Outward visibility from any seating position is great – even for the shorter among us – and the driving position outstanding. Honda’s thin A pillars, broad windscreen and spaced-from-the-body wing mirrors offer an unmatched view of the road ahead. If you need more help, the camera system is terrific.


Another bonus is that the driver assistance systems seem well calibrated and cooperative. No jumping at shadows and no mind-numbing chimes every time something ticks it off. Again, it just works – and it works well.


Importantly, the CR-V is also a pleasure to drive – particularly the e:HEV (hybrid) RS. There’s a fluidity to the controls and an even-handedness to the response of the driveline that gives the CR-V a premium feel.


The pedal box is well positioned and the pedal stroke smooth and predictable. The steering is ideally weighted with accuracy that is hard to fault. The quietness of the cabin is welcomed and relaxing… though perhaps slightly less so on the base model with its cheaper tyres.


Acceleration is likewise linear and crisp. Honda’s TURBO VTEC powertrain is well regarded for its lag-free response, cooperating well with the continuously variable transmission to provide capable performance in city and highway situations alike.


Sure, it isn’t the strongest performer on the market, but the numbers don’t really tell the entire story here. The petrol-powered CR-V gets along just fine and is more refined than many we care to name. It is also quite economical returning a mid-to-high 7.0-litre average on the launch route, the front-wheel drive option achieving slightly better efficiency than the heavier all-wheel drive.


But for us, it is the e:HEV (hybrid) variant that is the pick of the bunch.


Sure, it doesn’t offer seven seats or a spare wheel (petrol models are available with a full-size spare in five-seat grades and space saver in seven-seat grades) – and it isn’t available lower in the grade walk – but it is considerably more powerful with plenty left in reserve for overtaking.

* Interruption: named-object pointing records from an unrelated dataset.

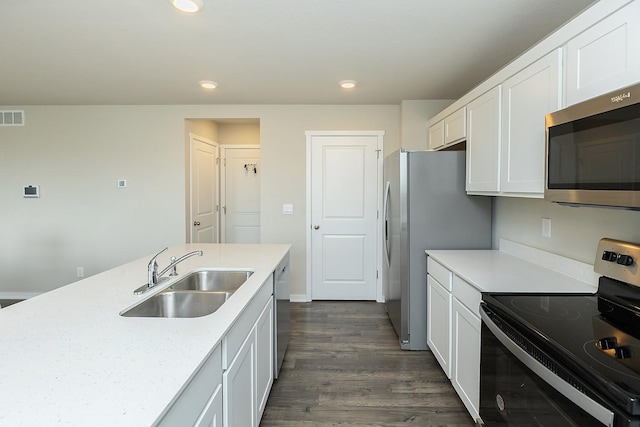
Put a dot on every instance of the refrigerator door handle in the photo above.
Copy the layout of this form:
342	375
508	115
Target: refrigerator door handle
387	247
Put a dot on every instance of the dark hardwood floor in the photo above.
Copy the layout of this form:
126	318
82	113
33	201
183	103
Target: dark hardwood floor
344	367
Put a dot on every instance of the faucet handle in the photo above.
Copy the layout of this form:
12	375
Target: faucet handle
152	269
174	270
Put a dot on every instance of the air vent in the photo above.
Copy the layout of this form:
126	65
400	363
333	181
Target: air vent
11	118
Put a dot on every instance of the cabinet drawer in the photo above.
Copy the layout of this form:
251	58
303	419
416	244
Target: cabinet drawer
243	325
439	272
467	294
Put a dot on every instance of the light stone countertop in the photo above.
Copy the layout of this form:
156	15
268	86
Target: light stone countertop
499	271
68	358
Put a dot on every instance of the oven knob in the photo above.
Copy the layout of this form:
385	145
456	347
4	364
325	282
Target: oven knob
624	260
607	343
623	352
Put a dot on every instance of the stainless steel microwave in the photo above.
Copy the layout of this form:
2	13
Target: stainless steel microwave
593	151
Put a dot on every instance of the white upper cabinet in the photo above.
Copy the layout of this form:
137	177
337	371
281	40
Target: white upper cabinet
483	143
605	56
455	126
436	135
526	98
451	130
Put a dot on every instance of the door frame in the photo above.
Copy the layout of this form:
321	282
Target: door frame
216	146
379	188
223	183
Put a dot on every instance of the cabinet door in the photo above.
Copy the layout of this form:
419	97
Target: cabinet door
483	143
526	98
465	374
439	323
455	126
264	356
436	135
239	390
212	414
605	57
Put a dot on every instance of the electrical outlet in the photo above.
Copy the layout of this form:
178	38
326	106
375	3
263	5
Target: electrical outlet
546	227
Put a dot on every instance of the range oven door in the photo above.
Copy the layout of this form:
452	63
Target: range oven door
517	390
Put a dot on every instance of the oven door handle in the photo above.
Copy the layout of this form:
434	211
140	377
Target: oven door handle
593	408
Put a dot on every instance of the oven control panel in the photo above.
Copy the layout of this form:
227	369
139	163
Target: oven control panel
618	260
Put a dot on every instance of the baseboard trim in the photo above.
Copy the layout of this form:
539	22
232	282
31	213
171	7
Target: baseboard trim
299	298
18	295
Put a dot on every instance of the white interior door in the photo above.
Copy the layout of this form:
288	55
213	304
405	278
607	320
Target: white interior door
204	191
241	194
345	175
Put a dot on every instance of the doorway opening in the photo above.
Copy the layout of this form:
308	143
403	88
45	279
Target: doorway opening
222	203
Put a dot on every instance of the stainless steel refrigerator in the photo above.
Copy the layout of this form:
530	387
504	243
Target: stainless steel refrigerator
425	207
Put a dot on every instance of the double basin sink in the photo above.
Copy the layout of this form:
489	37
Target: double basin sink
197	294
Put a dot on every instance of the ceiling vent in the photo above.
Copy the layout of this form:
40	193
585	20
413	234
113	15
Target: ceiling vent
11	118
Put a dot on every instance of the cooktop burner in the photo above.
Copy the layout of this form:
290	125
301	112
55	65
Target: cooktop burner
572	325
544	306
594	339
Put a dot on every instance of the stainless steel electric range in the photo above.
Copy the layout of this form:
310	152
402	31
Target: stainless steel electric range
566	359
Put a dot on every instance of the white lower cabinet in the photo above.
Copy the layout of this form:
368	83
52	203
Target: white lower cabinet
439	323
200	403
212	414
264	357
453	331
239	386
465	372
232	385
248	376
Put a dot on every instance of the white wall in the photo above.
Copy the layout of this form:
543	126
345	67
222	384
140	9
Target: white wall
77	154
575	232
414	117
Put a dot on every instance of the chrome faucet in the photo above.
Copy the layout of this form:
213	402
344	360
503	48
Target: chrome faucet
152	270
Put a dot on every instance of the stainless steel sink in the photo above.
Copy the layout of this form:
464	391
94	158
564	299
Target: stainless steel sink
212	280
196	294
171	303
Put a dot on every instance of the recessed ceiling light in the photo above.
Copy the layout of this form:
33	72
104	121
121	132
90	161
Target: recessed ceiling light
189	6
208	84
348	84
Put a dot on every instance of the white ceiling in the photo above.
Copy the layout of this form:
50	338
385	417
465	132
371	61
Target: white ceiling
262	52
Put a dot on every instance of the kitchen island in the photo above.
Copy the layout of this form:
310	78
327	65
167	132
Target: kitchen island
69	358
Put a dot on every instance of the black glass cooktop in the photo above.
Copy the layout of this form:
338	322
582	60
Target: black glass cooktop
577	332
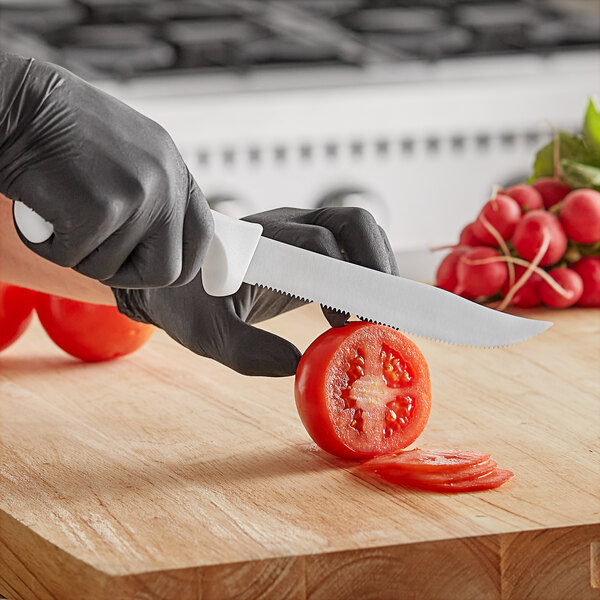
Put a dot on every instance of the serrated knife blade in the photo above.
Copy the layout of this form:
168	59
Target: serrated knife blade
410	306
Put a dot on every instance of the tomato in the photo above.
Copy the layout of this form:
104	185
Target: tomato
91	332
470	472
363	390
439	470
16	312
486	481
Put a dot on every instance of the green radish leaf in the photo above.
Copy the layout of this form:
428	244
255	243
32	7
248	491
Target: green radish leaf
570	146
579	174
591	129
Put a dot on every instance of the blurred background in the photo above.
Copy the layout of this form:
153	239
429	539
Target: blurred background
413	110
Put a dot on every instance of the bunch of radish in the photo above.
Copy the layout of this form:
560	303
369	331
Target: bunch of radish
530	244
537	242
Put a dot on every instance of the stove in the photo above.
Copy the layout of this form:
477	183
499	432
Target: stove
413	110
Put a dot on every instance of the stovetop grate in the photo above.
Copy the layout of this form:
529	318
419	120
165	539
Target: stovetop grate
129	39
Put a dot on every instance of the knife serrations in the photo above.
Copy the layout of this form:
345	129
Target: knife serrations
410	306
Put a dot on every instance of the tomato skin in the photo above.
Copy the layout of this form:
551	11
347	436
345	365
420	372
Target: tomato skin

The driveline isn’t disjointed like some hybrids we could name and provides a ‘clean’ driving experience irrespective of the terrain encountered.


We tackled the winding roads and hills of the Mornington Peninsula on launch, as well as extended freeway sections and inner-urban traffic. All extracted a feeling of quiet confidence from the hybrid powertrain while returning an impressive fuel economy average – how does 5.1 litres per 100km sound?


Arguably, we could have done better. With more judicious use of the throttle and Eco mode engaged, the CR-V felt like it had more to give. Perhaps this is something we can revisit down the track…


On the whole, it is safe to say the CR-V gets the nod from us. It has enough moxie to satisfy Aussie buyers and feels sorted and comfortable on even the most average of road surfaces. Add to that a cabin that as stylish and it is spacious, and we reckon Honda might just have a winner on its hands.